Tracking methods provide more control for the researcher and allow for the analysis of data at the individual level. However, tracking data is often limited to generic metrics such as usage duration, frequency, or time spent on specific devices or platforms. As a result, these methods fall short in addressing research questions related to specific activities or content users are exposed to (Ohme et al., 2021). To overcome these limitations, researchers have developed advanced tracking tools that not only capture usage metrics, but also specific activities and the content users engage with. One such innovation is the Screenomics tool, developed by Reeves et al. (2020). This tool automatically takes screenshots at intervals determined by researchers, as frequently as every 5 seconds. Building on this concept, Yee et al. (2023) introduced ScreenLife Capture, an open-source Android-based tool that provides a more user-friendly interface and requires minimal programming skills, making advanced tracking methods more widely available to the research community.
However, tracking methods—both standard and advanced—come with notable financial, technical, and practical challenges. Developing or purchasing tracking software often requires substantial investments of time and resources. Moreover, to collect unbiased data on users’ online behavior, such software would ideally need to be installed on all devices they use to access a platform or service. In practice, however, tracking software is frequently installed on only a subset of devices (e.g., Barthel et al., 2020; Bosch et al., 2024). Furthermore, tracking tools often rely on a single type of browser extension or operating system—typically Android-based and not compatible with iOS devices (Bosch et al., 2024). These restrictions may result in incomplete data capture and systematic bias in media exposure estimates. Beyond these implementation constraints, analyzing trace data requires advanced analytical skills and specialized tools, adding further complexity to the research process (Sultan et al., 2023).
In addition to these financial, technical, and practical challenges, recruiting participants for tracking studies can be particularly challenging, as many perceive tracking tools as highly invasive. This concern is particularly pronounced with advanced tracking tools that automatically take screenshots every few seconds. These tools can inadvertently record private messages, personal photos, or other sensitive information without offering participants meaningful control over what is collected. The absence of such control, and the possibility of capturing highly sensitive data, raises significant ethical concerns. As a result, these methods are particularly difficult to adopt in compliance with stringent privacy and data protection frameworks such as the European General Data Protection Regulation (GDPR) or national or regional privacy laws. Taken together, these challenges highlight the need for alternative methods that strike a more sustainable balance between data accuracy, participant privacy, and practical feasibility.

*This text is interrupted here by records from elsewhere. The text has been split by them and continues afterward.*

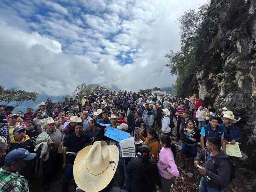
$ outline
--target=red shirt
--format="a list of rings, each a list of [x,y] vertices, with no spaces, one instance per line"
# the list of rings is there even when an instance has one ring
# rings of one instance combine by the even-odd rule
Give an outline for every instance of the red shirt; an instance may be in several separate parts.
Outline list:
[[[176,111],[176,112],[177,113],[178,112],[179,114],[182,114],[183,113],[183,112],[184,112],[184,111],[189,110],[187,110],[187,108],[186,108],[186,107],[184,107],[183,109],[182,109],[180,107],[179,107],[178,109],[177,109],[177,111]],[[182,118],[183,118],[182,116],[178,116],[178,120],[181,120]]]

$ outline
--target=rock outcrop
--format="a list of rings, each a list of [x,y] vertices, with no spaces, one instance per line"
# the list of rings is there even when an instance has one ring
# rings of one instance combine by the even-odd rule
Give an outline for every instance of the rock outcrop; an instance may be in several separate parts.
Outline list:
[[[205,20],[196,54],[198,72],[186,80],[189,92],[181,94],[198,93],[206,104],[225,106],[252,123],[239,123],[243,136],[240,165],[255,172],[256,1],[213,0]]]

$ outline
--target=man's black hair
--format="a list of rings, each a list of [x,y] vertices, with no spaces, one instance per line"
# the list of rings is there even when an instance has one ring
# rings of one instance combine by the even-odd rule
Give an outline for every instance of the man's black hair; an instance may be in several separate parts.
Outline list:
[[[207,140],[208,142],[215,145],[219,150],[220,149],[220,147],[221,147],[221,142],[220,138],[209,137],[207,138]]]
[[[5,111],[13,111],[14,109],[14,107],[11,105],[8,105],[6,106],[5,108]]]
[[[75,127],[76,127],[76,126],[77,125],[81,125],[82,126],[83,126],[83,124],[82,122],[77,122],[77,123],[76,123],[76,124],[75,124]]]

A Promising Digital Trace Data Collection Method: Data Donation
In response to the challenges posed by tracking methods and APIs—ranging from limitations in capturing comprehensive usage patterns to concerns about privacy and perceived invasiveness—a third digital trace data collection method known as “data donation” has emerged as a compelling alternative. Leveraging regulatory frameworks like the GDPR, which require digital platforms to provide users access to detailed records of their profiles and online activities, researchers can invite users to request their data download packages (DDPs) from platforms and voluntarily donate these for research purposes. Users can typically access their DDPs through in-app tools provided by platforms such as Instagram or TikTok. These DDPs may contain a wide range of granular data types, such as social media posts, direct messages, search history, watch history, likes, and comments. Importantly, the process of data donation empowers users to review and selectively share their data, allowing for a more privacy-conscious and transparent form of data sharing.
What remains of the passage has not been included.